Central, state and local governments vary in terms of their ability to levy taxes and collect social contributions. Revenue transfers between levels of government illustrate the financial interdependence among different levels of government, while collected taxes can be considered a proxy of the fiscal autonomy of sub-central governments.
In most OECD member countries, central governments collect the majority of general government revenues (almost 60% on average), and this share remained fairly stable between 2000 and 2007. However, between 2007 and 2009, due to the financial and economic crisis, the percentage of total revenues collected by the central government decreased by 1.8 percentage points. Nordic countries - except Norway - as well as Japan, collect a relatively high share of revenues through their local governments (equal to or above 27% of total government revenues as compared to an OECD average of 15%).
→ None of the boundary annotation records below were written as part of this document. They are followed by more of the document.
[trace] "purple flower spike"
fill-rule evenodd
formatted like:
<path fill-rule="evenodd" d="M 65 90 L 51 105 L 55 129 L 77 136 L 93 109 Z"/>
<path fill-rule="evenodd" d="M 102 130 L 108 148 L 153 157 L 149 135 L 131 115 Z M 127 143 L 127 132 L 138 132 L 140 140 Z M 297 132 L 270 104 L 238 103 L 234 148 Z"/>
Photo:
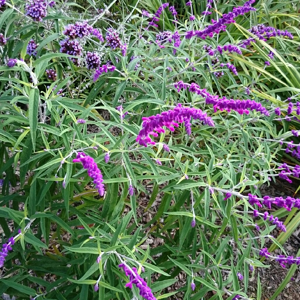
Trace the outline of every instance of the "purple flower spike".
<path fill-rule="evenodd" d="M 194 282 L 192 282 L 190 284 L 190 288 L 193 292 L 195 290 L 195 289 L 196 288 L 196 285 Z"/>
<path fill-rule="evenodd" d="M 136 268 L 134 267 L 132 270 L 130 270 L 125 263 L 120 264 L 119 267 L 122 268 L 125 275 L 129 276 L 129 282 L 125 285 L 126 287 L 132 289 L 133 284 L 135 284 L 140 290 L 140 295 L 146 300 L 156 300 L 151 289 L 147 286 L 146 282 L 139 274 Z"/>
<path fill-rule="evenodd" d="M 8 242 L 6 244 L 4 244 L 2 245 L 2 248 L 0 252 L 0 268 L 2 268 L 4 264 L 5 258 L 8 255 L 8 251 L 12 250 L 11 248 L 15 243 L 15 240 L 14 237 L 12 236 L 8 239 Z"/>
<path fill-rule="evenodd" d="M 18 60 L 16 58 L 10 58 L 7 62 L 6 65 L 10 68 L 12 68 L 16 65 L 16 64 L 18 62 Z"/>
<path fill-rule="evenodd" d="M 27 15 L 34 21 L 41 22 L 47 15 L 48 2 L 46 0 L 29 0 L 25 6 Z"/>
<path fill-rule="evenodd" d="M 152 140 L 150 135 L 158 136 L 158 134 L 154 131 L 158 133 L 164 133 L 165 132 L 163 128 L 163 126 L 173 131 L 175 130 L 174 127 L 178 127 L 179 126 L 176 122 L 184 123 L 187 133 L 189 135 L 191 132 L 190 119 L 192 118 L 194 119 L 199 119 L 203 124 L 209 126 L 214 126 L 212 118 L 208 117 L 206 113 L 201 110 L 183 107 L 179 104 L 173 110 L 163 112 L 156 116 L 142 118 L 143 121 L 142 129 L 136 138 L 136 142 L 145 147 L 147 147 L 148 144 L 155 145 L 155 142 Z"/>
<path fill-rule="evenodd" d="M 96 70 L 94 76 L 94 82 L 102 75 L 103 73 L 107 73 L 109 71 L 113 72 L 116 70 L 116 67 L 114 66 L 109 66 L 104 64 L 102 67 L 100 67 L 99 68 Z"/>
<path fill-rule="evenodd" d="M 94 179 L 93 182 L 96 184 L 96 188 L 98 189 L 99 194 L 103 196 L 104 186 L 102 183 L 103 182 L 102 174 L 94 159 L 83 152 L 78 152 L 76 158 L 73 160 L 73 162 L 82 164 L 84 169 L 88 170 L 88 175 Z"/>
<path fill-rule="evenodd" d="M 169 148 L 169 146 L 167 145 L 166 145 L 165 144 L 164 144 L 163 145 L 163 148 L 164 148 L 164 150 L 166 152 L 170 152 L 170 148 Z"/>
<path fill-rule="evenodd" d="M 128 192 L 130 196 L 133 196 L 134 194 L 134 188 L 132 186 L 132 184 L 130 184 L 129 188 L 128 188 Z"/>
<path fill-rule="evenodd" d="M 106 152 L 104 156 L 104 161 L 107 164 L 110 160 L 110 154 L 109 152 Z"/>
<path fill-rule="evenodd" d="M 239 280 L 241 281 L 244 279 L 244 276 L 239 272 L 236 273 L 236 276 L 237 276 Z"/>

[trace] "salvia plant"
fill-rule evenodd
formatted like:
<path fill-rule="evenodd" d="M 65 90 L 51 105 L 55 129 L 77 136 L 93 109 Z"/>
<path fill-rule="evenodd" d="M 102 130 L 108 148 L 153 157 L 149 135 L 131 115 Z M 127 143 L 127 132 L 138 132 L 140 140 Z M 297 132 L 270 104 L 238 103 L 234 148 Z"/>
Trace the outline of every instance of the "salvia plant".
<path fill-rule="evenodd" d="M 300 8 L 267 2 L 0 1 L 0 296 L 248 299 L 257 269 L 290 278 L 300 200 L 260 187 L 300 174 Z"/>

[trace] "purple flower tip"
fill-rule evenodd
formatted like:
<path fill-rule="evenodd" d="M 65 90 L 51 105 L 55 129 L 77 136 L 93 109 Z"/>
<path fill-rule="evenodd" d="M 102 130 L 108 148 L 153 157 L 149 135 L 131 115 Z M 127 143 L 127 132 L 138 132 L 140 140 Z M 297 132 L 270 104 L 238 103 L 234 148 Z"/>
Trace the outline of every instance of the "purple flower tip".
<path fill-rule="evenodd" d="M 104 195 L 104 186 L 101 171 L 98 168 L 97 164 L 94 159 L 83 152 L 78 152 L 76 158 L 73 160 L 74 163 L 81 163 L 84 169 L 88 170 L 88 175 L 94 179 L 93 182 L 96 184 L 100 196 Z"/>

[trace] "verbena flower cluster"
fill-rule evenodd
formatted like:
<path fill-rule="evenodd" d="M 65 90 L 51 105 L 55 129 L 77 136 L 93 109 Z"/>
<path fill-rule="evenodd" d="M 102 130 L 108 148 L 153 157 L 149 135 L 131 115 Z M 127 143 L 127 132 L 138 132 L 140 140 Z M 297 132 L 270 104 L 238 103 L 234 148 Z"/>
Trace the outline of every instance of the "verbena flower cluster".
<path fill-rule="evenodd" d="M 66 39 L 61 41 L 59 44 L 61 46 L 60 51 L 62 53 L 79 57 L 81 57 L 82 55 L 82 47 L 77 40 Z M 79 58 L 74 57 L 70 57 L 70 58 L 74 64 L 79 66 Z"/>
<path fill-rule="evenodd" d="M 47 16 L 48 4 L 46 0 L 28 0 L 25 6 L 26 14 L 34 21 L 41 22 Z"/>
<path fill-rule="evenodd" d="M 66 26 L 63 33 L 71 39 L 82 38 L 89 35 L 93 27 L 86 21 L 76 22 L 75 24 L 70 24 Z"/>
<path fill-rule="evenodd" d="M 35 42 L 33 40 L 31 40 L 28 43 L 27 46 L 26 53 L 30 56 L 33 55 L 36 56 L 37 55 L 37 52 L 35 50 L 38 46 L 35 44 Z"/>
<path fill-rule="evenodd" d="M 98 189 L 99 194 L 103 196 L 104 195 L 104 186 L 102 183 L 103 179 L 102 174 L 94 159 L 83 152 L 78 152 L 76 158 L 73 160 L 73 162 L 81 163 L 82 164 L 83 168 L 87 170 L 88 175 L 94 179 L 93 182 L 96 185 L 96 188 Z"/>
<path fill-rule="evenodd" d="M 158 136 L 158 134 L 154 131 L 159 133 L 164 133 L 165 130 L 163 128 L 164 126 L 173 131 L 175 130 L 174 127 L 178 127 L 179 126 L 176 122 L 184 123 L 187 133 L 190 135 L 191 132 L 190 119 L 192 118 L 194 119 L 200 120 L 204 124 L 209 126 L 214 126 L 212 118 L 208 117 L 206 114 L 201 110 L 184 107 L 179 104 L 173 110 L 163 112 L 156 116 L 142 118 L 143 121 L 142 129 L 137 136 L 136 141 L 140 145 L 145 147 L 148 144 L 154 145 L 155 142 L 152 141 L 149 135 Z"/>

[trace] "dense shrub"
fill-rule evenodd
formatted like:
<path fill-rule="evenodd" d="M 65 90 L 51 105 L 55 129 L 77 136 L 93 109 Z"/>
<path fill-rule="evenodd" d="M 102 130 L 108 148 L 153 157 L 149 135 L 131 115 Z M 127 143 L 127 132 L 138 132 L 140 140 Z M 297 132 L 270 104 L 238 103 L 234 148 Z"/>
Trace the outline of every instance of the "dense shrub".
<path fill-rule="evenodd" d="M 300 263 L 300 200 L 259 189 L 300 172 L 297 8 L 204 2 L 0 2 L 0 294 L 247 299 Z"/>

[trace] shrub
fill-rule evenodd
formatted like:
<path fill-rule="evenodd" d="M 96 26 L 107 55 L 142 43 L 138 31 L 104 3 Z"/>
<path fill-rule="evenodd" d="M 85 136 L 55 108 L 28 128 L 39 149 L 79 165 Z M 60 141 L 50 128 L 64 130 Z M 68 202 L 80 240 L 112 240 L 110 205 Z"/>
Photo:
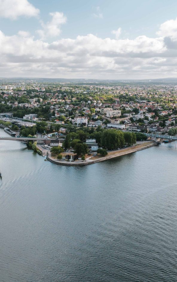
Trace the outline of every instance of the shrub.
<path fill-rule="evenodd" d="M 62 155 L 61 154 L 59 154 L 57 156 L 57 158 L 58 160 L 61 160 L 62 158 Z"/>

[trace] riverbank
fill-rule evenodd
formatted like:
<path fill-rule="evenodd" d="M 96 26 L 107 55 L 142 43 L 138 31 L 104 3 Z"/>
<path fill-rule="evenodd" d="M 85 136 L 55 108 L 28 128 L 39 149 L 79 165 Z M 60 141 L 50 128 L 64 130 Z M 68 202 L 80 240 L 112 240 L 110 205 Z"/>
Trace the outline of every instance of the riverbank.
<path fill-rule="evenodd" d="M 87 158 L 86 160 L 83 162 L 80 160 L 75 162 L 67 162 L 65 160 L 63 159 L 57 160 L 56 159 L 54 159 L 51 157 L 50 152 L 47 152 L 46 159 L 51 163 L 59 165 L 72 166 L 86 166 L 100 162 L 103 162 L 107 160 L 120 157 L 121 156 L 127 155 L 132 153 L 135 153 L 138 151 L 147 149 L 157 145 L 158 144 L 156 142 L 153 141 L 149 141 L 145 142 L 142 144 L 136 144 L 129 147 L 128 148 L 110 152 L 108 153 L 108 155 L 106 157 L 100 157 L 97 155 L 95 156 L 90 157 Z"/>

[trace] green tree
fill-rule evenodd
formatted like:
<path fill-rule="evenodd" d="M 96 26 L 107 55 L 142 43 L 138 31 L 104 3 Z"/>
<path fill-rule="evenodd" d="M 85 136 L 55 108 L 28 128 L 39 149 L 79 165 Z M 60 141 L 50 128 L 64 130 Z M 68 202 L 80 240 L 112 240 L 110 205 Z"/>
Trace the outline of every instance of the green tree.
<path fill-rule="evenodd" d="M 108 152 L 106 149 L 101 149 L 101 148 L 99 148 L 97 151 L 97 154 L 100 154 L 102 156 L 104 157 L 108 154 Z"/>
<path fill-rule="evenodd" d="M 57 156 L 57 158 L 58 160 L 61 160 L 62 157 L 62 155 L 61 154 L 59 154 Z"/>
<path fill-rule="evenodd" d="M 108 150 L 122 147 L 125 143 L 123 133 L 120 130 L 108 129 L 103 131 L 101 140 L 101 146 Z"/>
<path fill-rule="evenodd" d="M 65 141 L 63 142 L 63 146 L 66 150 L 67 150 L 70 147 L 71 142 L 71 135 L 70 133 L 68 133 L 66 135 Z"/>
<path fill-rule="evenodd" d="M 53 153 L 54 154 L 59 154 L 61 153 L 63 153 L 64 150 L 60 146 L 54 146 L 52 147 L 51 150 L 51 153 Z"/>
<path fill-rule="evenodd" d="M 86 159 L 86 158 L 85 157 L 85 156 L 84 155 L 83 155 L 82 156 L 82 158 L 81 158 L 81 159 L 82 160 L 83 160 L 83 162 L 84 160 L 85 160 Z"/>
<path fill-rule="evenodd" d="M 74 153 L 77 155 L 85 155 L 88 152 L 88 146 L 86 144 L 77 143 L 74 146 Z"/>
<path fill-rule="evenodd" d="M 74 148 L 76 144 L 77 144 L 77 143 L 82 143 L 82 141 L 79 139 L 74 139 L 73 140 L 71 141 L 70 145 L 72 148 Z"/>

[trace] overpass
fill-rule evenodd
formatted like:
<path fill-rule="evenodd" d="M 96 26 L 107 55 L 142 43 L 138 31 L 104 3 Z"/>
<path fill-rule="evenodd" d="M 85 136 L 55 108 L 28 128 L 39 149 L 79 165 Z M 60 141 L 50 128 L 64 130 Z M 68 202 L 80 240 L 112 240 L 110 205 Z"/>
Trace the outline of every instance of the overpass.
<path fill-rule="evenodd" d="M 49 138 L 38 138 L 34 137 L 0 137 L 1 140 L 10 140 L 11 141 L 18 141 L 20 142 L 25 142 L 28 143 L 28 141 L 43 141 L 45 140 L 50 140 L 52 141 L 56 139 L 51 139 Z M 63 138 L 59 138 L 59 140 L 63 141 L 65 139 Z"/>
<path fill-rule="evenodd" d="M 154 134 L 153 133 L 143 133 L 144 135 L 149 137 L 155 137 L 156 139 L 166 139 L 170 140 L 176 140 L 177 141 L 177 135 L 174 136 L 170 136 L 170 135 L 162 135 L 161 134 Z"/>

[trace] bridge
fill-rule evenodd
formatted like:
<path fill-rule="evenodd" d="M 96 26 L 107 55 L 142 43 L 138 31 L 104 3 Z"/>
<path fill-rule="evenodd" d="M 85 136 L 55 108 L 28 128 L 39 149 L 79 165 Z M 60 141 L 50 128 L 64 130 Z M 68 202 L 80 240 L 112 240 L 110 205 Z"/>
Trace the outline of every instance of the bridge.
<path fill-rule="evenodd" d="M 52 141 L 54 139 L 51 139 L 49 138 L 38 138 L 34 137 L 0 137 L 0 140 L 10 140 L 11 141 L 18 141 L 20 142 L 25 142 L 27 143 L 28 141 L 43 141 L 48 140 Z M 54 140 L 56 140 L 54 139 Z M 59 138 L 59 141 L 63 141 L 65 140 L 63 138 Z"/>
<path fill-rule="evenodd" d="M 156 139 L 166 139 L 170 140 L 177 140 L 177 135 L 170 136 L 170 135 L 162 135 L 161 134 L 154 134 L 153 133 L 143 133 L 144 135 L 150 137 L 155 137 Z"/>

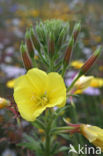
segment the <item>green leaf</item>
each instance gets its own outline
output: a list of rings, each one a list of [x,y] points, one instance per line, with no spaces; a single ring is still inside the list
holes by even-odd
[[[59,134],[63,139],[70,140],[69,134]]]

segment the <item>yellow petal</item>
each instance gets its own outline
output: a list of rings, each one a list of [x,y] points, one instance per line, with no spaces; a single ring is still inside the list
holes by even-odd
[[[59,74],[34,68],[15,80],[14,99],[21,116],[33,121],[47,107],[65,104],[65,84]]]
[[[48,74],[48,96],[51,99],[48,107],[63,106],[66,102],[66,87],[63,78],[56,72]]]
[[[33,68],[28,71],[27,78],[32,83],[36,93],[42,95],[42,93],[45,92],[48,78],[46,72]]]

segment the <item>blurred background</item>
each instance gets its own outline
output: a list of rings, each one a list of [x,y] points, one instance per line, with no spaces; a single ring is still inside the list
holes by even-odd
[[[0,0],[0,97],[12,100],[13,79],[25,73],[19,47],[27,27],[52,18],[69,21],[71,30],[75,22],[82,25],[69,76],[78,71],[80,62],[87,60],[97,46],[103,45],[103,0]],[[103,54],[88,75],[98,79],[80,97],[74,98],[78,121],[103,128]],[[71,110],[65,116],[71,120]],[[30,125],[22,122],[24,131],[29,133]],[[16,146],[20,141],[13,114],[0,110],[0,156],[25,155],[25,150]]]

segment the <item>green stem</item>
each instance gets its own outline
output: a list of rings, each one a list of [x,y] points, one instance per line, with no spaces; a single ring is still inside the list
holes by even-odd
[[[74,84],[76,83],[76,81],[81,77],[81,74],[78,73],[77,76],[74,78],[72,84],[67,88],[67,92],[70,91],[72,89],[72,87],[74,86]]]
[[[46,131],[46,151],[45,156],[50,156],[50,129]]]

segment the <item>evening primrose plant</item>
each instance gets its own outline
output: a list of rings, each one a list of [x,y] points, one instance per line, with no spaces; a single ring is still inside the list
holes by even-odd
[[[28,28],[25,43],[21,44],[21,56],[27,72],[15,80],[14,99],[21,117],[33,125],[35,135],[32,137],[25,134],[27,142],[22,142],[19,146],[34,151],[36,156],[54,156],[68,151],[69,147],[61,146],[56,140],[57,135],[68,133],[65,137],[68,139],[69,133],[86,133],[83,124],[71,124],[64,120],[67,125],[61,125],[61,116],[69,109],[67,99],[75,96],[77,88],[84,89],[88,86],[92,77],[82,84],[77,84],[77,81],[82,76],[85,77],[101,52],[101,47],[97,48],[81,66],[70,86],[66,87],[64,78],[79,32],[80,23],[75,24],[70,34],[68,22],[47,20],[37,23],[35,29],[33,26]],[[74,106],[73,112],[73,116],[76,115]],[[36,134],[37,130],[39,134]],[[101,146],[97,143],[95,145]]]

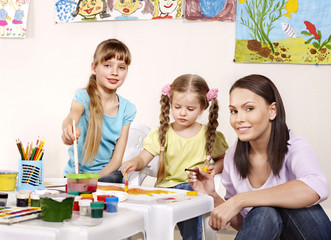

Taxes other than social contributions are the main source of financing of central government budgets, representing on average 77% of revenues in 2009. In almost all countries, grants and other revenues constitute the second largest source of central government revenues, accounting for between 5% and 29%. Mostly due to the financial and economic crisis, the share of central government revenues derived from taxes other than social contributions decreased in all OECD member countries, except in Sweden and Turkey, by an average of 3 percentage points between 2007 and 2009.
In contrast to the relative homogeneity of central government revenue structures, fiscal resources available to state and local governments vary considerably. Of the OECD member countries with federal systems, German states raise the most revenues via taxes other than social contributions, representing over 70% of state finances. In contrast, Mexican states collect less than 6% of their revenues from taxes and social contributions. Intergovernmental grants and other revenues are the key feature of local governments' finances in most countries, representing over 61% of local revenues on average. Limits on sub-central governments' ability to set their own local tax bases, rates and reliefs reduce their power to generate their own revenue sources and potentially their ability to provide more tailored public services.
Methodology and definitions
Revenues data are derived from the OECD National Accounts Statistics, which are based on the System of National Accounts (SNA), a set of internationally agreed concepts, definitions, classifications and rules for national accounting. Using SNA terminology, general government consists of central, state and local governments, and social security funds. State government is only applicable to the nine OECD member countries that are federal states: Australia, Austria, Belgium, Canada, Germany, Mexico, Spain (considered a de facto federal state in the National Accounts data), Switzerland and the United States. Data in Figure 3.1 and 3.2 (on line) exclude transfers between levels of government, except for Australia and
Japan. Figure 3.2 "Distribution of general government revenues across levels of government (2007 and 2009)" as well as Figures 3.3, 3.4 and 3.5 (structure of central, state and local government revenues) are available on line at: http://dx.doi.org/10.1787/888932389797, http://dx.doi.org/10.1787/888932389816, http://dx.doi.org/10.1787/888932389835, http://dx.doi.org/10.1787/888932389854 respectively.
Revenues encompass taxes (e.g. taxes on consumption, income, wealth, property and capital), social contributions (e.g. contributions for pensions, health and social security), and grants and other revenues. Grants can be from foreign governments, international organisations or other general government units. Other revenues include sales, fees, property income and subsidies. These aggregates are not directly available in the OECD National Accounts, and were constructed using sub-account line items (see Annex A.).
OECD (2010), "OECD Network on Fiscal Relations across Levels of Government - Fiscal Policy across Levels of Government in Times of Crisis" , OECD Working Paper, OECD Publishing, Paris.
OECD (2010), "OECD Network on Fiscal Relations across Levels of Government - Tax Competition between Sub-Central Governments: Main Issues" , OECD Working Paper, OECD Publishing, Paris.
Australia does not operate government social insurance schemes; central government refers to commonwealth and multi-jurisdictional sector. Local government is included in state government for the United States. Social security funds are included in central government in New Zealand, Norway, the United Kingdom and the United States. Data for Chile, Mexico and Turkey are not available. Data for Australia, Japan, Israel, Korea and New Zealand are for 2008 rather than 2009.